Automated Annotation of Computer Science Research Data using Taxonomies
Intelligent Information Management
Christoph Göpfert M.Sc.
Prof. Dr.-Ing. Martin Gaedke
Open Science encourages the transparent dissemination of research data. Research data repositories are providing the essential infrastructure for archiving and sharing data in a manner facilitating reuse. However, the increasing amount of research data is making it increasingly difficult for researchers to find relevant data that can be reused, as the sheer amount of data can be overwhelming and tedious to navigate.
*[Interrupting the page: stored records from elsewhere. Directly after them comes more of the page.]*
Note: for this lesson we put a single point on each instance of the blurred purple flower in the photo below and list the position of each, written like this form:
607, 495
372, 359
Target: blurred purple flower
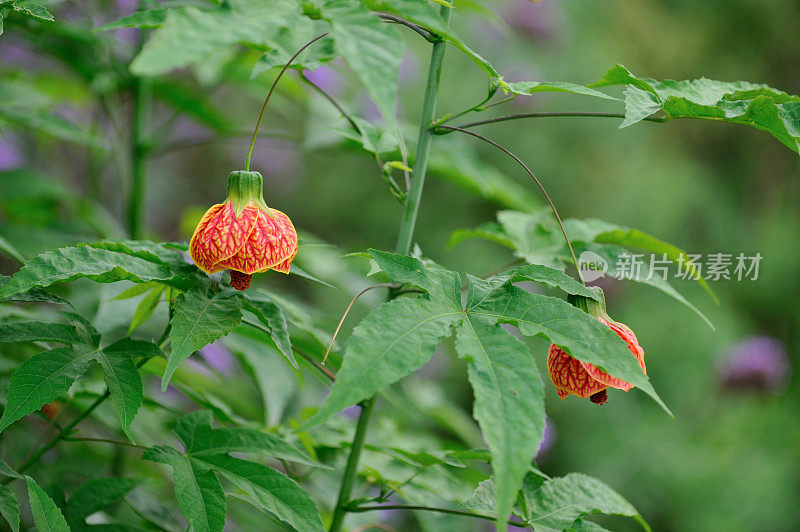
352, 412
126, 7
757, 363
218, 357
10, 156
276, 157
127, 36
327, 79
548, 440
12, 53
371, 112
537, 21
A potential solution for facilitating the discovery of research data after publication is through automated annotation with semantic concepts originating from curated taxonomies. These concepts can be used to describe key characteristics of the research data in a structured, machine-readable way. The initial data used for automated annotation may include the dataset's title and description, as well as other meta information related to the research data.
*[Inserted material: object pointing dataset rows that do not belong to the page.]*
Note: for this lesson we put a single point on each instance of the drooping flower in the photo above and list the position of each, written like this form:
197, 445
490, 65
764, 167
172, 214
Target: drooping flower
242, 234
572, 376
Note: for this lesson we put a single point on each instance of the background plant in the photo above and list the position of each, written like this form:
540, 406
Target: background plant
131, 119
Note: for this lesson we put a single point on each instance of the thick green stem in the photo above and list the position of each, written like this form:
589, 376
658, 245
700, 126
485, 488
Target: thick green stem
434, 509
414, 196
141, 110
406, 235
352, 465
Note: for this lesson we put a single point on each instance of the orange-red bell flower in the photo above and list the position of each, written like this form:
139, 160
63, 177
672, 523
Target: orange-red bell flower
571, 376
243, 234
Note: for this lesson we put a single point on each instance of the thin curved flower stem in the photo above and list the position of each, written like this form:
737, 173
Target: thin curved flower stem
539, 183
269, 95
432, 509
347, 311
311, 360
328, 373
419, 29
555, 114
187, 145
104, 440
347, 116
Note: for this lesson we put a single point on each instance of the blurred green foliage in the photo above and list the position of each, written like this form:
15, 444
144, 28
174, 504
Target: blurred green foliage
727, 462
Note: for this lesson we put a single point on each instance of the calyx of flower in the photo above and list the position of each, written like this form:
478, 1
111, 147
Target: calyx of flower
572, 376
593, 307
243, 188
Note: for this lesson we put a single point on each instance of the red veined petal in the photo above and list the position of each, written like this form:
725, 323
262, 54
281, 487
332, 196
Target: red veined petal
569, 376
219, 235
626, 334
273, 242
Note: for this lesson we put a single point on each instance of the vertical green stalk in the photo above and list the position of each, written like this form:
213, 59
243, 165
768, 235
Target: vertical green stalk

The objective of this master thesis is to develop such an automatic annotation approach utilizing curated taxonomies of the computer science domain. The purpose of the approach is to improve metadata descriptions according to the FAIR principles (Findable, Accessible, Interoperable, Reusable). For this purpose, the first step is to conduct a requirements analysis and investigate the state of the art in the field of automated metadata annotation. Existing solutions have to be classified and evaluated according to the previously identified requirements. Finally, an approach for automated annotation of research data utilizing semantic concepts from taxonomies of the computer science domain has to be designed, implemented, and evaluated based on the requirements.